Another of OpenWorm’s founders, Stephen Larson, says that while he thinks the Lego robot was a ‘fun and interesting application of the open science approach’, their efforts are concentrated on computer simulations.
‘It’s exciting that folks are getting creative,’ he says, but adds that he hasn’t seen the finer details of Busbice’s robot and couldn’t speak to its scientific validity. ‘We feel very strongly about peer review. We want to be doing real science.’
A computer simulation may be a simplified model of reality, subject to certain controls, but Larson believes it still has value. He hopes that as computer simulation technology becomes more advanced, physics and chemistry can more closely approximate reality. ‘We now understand enough about living systems to appreciate that they are built on the foundations of physics and chemistry, that they are carrying out physical operations and transformations that are knowable.’

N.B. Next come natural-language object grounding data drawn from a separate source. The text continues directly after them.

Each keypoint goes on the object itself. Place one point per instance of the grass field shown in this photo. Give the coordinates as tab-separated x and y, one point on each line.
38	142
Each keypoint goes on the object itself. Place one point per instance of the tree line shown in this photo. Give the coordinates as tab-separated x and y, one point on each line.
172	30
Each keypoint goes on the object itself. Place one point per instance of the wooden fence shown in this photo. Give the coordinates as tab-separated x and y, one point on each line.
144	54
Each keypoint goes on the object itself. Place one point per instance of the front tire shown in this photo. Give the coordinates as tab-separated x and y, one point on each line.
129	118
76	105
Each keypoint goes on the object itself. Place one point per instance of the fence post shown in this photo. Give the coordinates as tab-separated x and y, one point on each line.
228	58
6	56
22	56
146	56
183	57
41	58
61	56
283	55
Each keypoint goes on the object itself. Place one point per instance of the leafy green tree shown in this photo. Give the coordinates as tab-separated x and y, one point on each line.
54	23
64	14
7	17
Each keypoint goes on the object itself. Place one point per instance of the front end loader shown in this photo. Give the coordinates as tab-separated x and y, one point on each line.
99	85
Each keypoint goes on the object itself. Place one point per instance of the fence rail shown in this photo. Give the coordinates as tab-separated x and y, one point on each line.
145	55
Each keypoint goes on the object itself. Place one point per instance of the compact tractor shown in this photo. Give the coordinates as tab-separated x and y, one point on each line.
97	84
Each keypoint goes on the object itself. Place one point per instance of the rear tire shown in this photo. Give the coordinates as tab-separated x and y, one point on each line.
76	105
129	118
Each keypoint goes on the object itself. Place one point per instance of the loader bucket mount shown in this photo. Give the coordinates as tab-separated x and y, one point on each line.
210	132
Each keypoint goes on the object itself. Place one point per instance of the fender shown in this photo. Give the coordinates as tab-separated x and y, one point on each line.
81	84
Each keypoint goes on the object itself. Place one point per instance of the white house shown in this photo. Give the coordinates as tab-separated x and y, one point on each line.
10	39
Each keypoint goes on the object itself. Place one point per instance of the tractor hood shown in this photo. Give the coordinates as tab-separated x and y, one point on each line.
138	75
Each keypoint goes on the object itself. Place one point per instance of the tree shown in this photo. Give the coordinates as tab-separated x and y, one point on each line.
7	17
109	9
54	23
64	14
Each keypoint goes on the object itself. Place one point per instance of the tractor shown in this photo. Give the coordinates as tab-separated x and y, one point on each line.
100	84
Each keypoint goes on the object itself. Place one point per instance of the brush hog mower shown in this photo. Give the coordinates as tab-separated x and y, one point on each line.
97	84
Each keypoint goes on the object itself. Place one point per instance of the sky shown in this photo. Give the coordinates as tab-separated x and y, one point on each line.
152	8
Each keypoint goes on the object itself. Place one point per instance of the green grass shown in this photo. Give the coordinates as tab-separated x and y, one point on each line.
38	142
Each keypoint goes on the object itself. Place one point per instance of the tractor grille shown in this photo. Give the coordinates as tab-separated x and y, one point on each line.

Equally intriguing is what still remains unknowable, and most likely unquantifiable. While these experiments in executable biology explicitly challenge the dichotomy between the living and non-living, the scientists themselves are reluctant to delve into the slippery liminal space in between. Busbice does not believe his robot to be alive in a biological sense, and both he and Larson appear content to leave the task of defining life to philosophers.
‘As a scientist, I don’t have
any feelings towards it,’ Busbice says of his Lego experiment. ‘I do kill it.’
Nonetheless, during the course of our conversation he occasionally speaks about the robot with the sort of fondness one might reserve for a family pet. ‘I liken it to a cat,’ he says. ‘You can try to entice it with food and things like that, but a cat pretty much does what it wants to do.’ The robot often scurries about his office, ‘wandering around like an animal, observing and interacting with its environment. It kind of makes you think it is alive to some degree – as much as a worm is alive.’
* * * * *
The degree of the ‘aliveness’ of things is surprisingly debatable. Is a worm alive in the same way as a mammal? As Sparrow notes, there are organisms in the natural world for which a binary categorisation of life and non-life seems unsatisfactory. Viruses, for instance, share some characteristics of the living: they can reproduce (albeit within the cells of other living organisms) and they have an evolutionary history.
Perhaps a more pertinent question, Sparrow suggests, is whether virtual organisms are worthy of moral consideration. If a virtual organism were to reach the functional equivalent of a living one, ‘there would be questions about whether it would be wrong to cause it pain’. Most humans would place animals in an ontological category similar to our own, but the same cannot be said for computers or robots.
Many of us would hope that our existence is more than a pneumatic network of neurons, valves and ventricles. Such biological determinism may seem depressing – and has been vigorously contested by critics – but Busbice is unfazed. For him, the ghost is the machine.
‘What I’ve done with the technology, I guess, reduces humans to a bunch of connections. That scares people, that we’re not this benevolent creature, unique in the universe … we’re just a bunch of wires connected together.’